Well the weekend is officially over and everyone is back to the grind at work! With the next week in sight, what better time to catch up on all of your current adoption news from the past week—including country and domestic updates, relevant articles, book recommendations, interesting websites, even how we are seeing adoption being talked about in movies, television, the media, etc.

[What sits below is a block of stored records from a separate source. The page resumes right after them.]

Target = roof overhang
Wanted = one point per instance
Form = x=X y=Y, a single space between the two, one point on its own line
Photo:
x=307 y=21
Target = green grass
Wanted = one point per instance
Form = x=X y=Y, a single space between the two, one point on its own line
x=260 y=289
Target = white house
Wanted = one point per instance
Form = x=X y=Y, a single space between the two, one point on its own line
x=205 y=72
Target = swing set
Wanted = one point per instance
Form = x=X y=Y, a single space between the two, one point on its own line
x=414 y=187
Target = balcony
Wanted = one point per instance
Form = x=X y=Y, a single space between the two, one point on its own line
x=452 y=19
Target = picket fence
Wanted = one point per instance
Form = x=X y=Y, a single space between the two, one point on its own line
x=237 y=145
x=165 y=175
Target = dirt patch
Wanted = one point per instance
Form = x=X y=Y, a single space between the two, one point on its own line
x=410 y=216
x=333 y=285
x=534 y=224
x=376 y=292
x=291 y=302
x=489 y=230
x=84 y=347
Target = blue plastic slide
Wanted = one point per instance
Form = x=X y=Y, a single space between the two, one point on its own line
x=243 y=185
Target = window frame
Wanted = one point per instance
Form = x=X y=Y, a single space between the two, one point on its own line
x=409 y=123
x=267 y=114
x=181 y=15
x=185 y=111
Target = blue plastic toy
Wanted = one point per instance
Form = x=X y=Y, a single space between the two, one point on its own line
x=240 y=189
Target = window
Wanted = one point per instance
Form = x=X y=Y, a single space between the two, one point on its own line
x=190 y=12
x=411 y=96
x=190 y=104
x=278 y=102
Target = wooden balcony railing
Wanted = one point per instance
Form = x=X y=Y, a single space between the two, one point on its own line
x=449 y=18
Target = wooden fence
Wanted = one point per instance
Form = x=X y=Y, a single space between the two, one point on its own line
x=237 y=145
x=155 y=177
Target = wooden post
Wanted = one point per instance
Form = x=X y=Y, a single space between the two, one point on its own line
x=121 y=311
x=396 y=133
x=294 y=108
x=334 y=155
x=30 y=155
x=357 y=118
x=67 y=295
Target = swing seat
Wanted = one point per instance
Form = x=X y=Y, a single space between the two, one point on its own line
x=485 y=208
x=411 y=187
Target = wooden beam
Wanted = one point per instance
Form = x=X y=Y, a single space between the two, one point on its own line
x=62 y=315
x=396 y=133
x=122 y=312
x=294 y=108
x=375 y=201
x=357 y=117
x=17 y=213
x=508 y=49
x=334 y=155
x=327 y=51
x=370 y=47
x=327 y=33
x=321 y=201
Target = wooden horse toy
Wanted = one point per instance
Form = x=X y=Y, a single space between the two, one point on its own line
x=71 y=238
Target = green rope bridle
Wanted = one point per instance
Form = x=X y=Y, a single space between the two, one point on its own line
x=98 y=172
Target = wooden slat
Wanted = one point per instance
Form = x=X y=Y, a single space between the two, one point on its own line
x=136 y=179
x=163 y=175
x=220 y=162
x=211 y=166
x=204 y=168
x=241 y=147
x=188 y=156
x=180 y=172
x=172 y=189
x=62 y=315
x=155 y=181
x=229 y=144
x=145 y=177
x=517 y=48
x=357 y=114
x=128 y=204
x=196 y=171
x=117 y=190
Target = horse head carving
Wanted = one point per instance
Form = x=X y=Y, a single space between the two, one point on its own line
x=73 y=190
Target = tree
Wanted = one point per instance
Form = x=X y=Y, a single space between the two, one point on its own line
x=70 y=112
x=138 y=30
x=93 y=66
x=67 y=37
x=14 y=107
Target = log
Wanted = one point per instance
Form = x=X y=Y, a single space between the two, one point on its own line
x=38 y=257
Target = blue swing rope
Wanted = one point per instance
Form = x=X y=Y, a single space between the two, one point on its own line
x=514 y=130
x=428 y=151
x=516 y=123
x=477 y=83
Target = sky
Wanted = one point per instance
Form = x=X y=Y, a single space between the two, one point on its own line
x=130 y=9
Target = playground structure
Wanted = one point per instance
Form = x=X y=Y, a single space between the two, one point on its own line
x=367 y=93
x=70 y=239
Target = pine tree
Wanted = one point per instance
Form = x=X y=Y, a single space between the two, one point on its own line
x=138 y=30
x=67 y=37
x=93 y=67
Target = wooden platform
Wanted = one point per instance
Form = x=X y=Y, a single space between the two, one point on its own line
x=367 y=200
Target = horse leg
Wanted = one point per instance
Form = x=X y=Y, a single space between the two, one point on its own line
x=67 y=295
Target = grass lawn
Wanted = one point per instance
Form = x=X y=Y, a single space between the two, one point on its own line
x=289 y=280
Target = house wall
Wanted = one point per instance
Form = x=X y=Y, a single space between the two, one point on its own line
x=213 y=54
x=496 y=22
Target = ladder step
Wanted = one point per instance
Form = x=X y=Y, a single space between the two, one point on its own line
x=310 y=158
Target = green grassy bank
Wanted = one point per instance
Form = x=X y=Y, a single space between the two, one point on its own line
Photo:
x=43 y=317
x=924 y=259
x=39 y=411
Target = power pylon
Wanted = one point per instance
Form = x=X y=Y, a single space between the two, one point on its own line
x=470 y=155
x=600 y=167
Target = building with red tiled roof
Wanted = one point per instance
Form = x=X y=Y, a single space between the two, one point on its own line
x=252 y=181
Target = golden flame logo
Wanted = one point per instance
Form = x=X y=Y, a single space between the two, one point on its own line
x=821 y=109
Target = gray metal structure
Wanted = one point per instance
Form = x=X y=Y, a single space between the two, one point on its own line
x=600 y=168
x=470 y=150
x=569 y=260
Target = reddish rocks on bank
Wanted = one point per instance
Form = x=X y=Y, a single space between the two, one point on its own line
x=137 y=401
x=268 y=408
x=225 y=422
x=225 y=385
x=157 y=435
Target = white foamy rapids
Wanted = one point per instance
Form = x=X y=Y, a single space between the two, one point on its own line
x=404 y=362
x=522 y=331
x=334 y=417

At GWCA and CAN we know that you, the parents, are our experts so we are calling for your help. Our desire is to make this as interactive as possible, so if you ever have any suggestions about things to add please comment below or E-mail them to Mary at

This past week in adoption:

  • U.S. State Department on Intercountry Adoption
Last week the U.S. State Department issued two different alerts to prospective adoptive parents. One from India, and the other from Serbia. On Thursday, the 28th, The Central Adoption Resource Authority of India (CARA) informed the State Department that it is accepting new applications for intercountry adoptions from prospective adoptive parents in foreign countries, including the United States, seeking to adopt children habitually resident in India.  On Friday the 29th, U.S. Embassy Belgrade received reports that one or more U.S. adoption agencies may be giving prospective adoptive parents misleading information about the process of adoption in Serbia.  Serbia places a priority on domestic adoption.  The only children who are generally available for intercountry adoption are children with special needs.  There are no adoption agencies authorized to offer adoption services in Serbia, and families should not seek to work with an intermediary.
  • The Kimbanguist Symphony Orchestra of Kinshasa
Many of our families are currently in process to adopt children from the Democratic Republic of Congo. The DRC is one of the poorest countries in the world, while famine and disease (including AIDS) are leading causes of death in the Democratic Republic of Congo, leaving thousands of children without parents. It is estimated that 15% of children under the age of 18 are orphans in this country of 68 million people.However despite all of the brokenness, this is a story of beauty from the ashes. In Kinshasha, the capitol city, “Maestro Armand Diangienda, a former pilot, began an orchestra with neither teachers, instruments, musicians nor anyone who could read music.” Now boasting over 200 players in the orchestra, these individuals are “defying the poverty of their war-torn country by learning and performing classical music.”

  • Oklahoma couple hopes documentary speeds up foreign adoption
This is a testimony from an Oklahoma couple covered by a local news station. They share about their experience with international adoption and the documentary “STUCK.”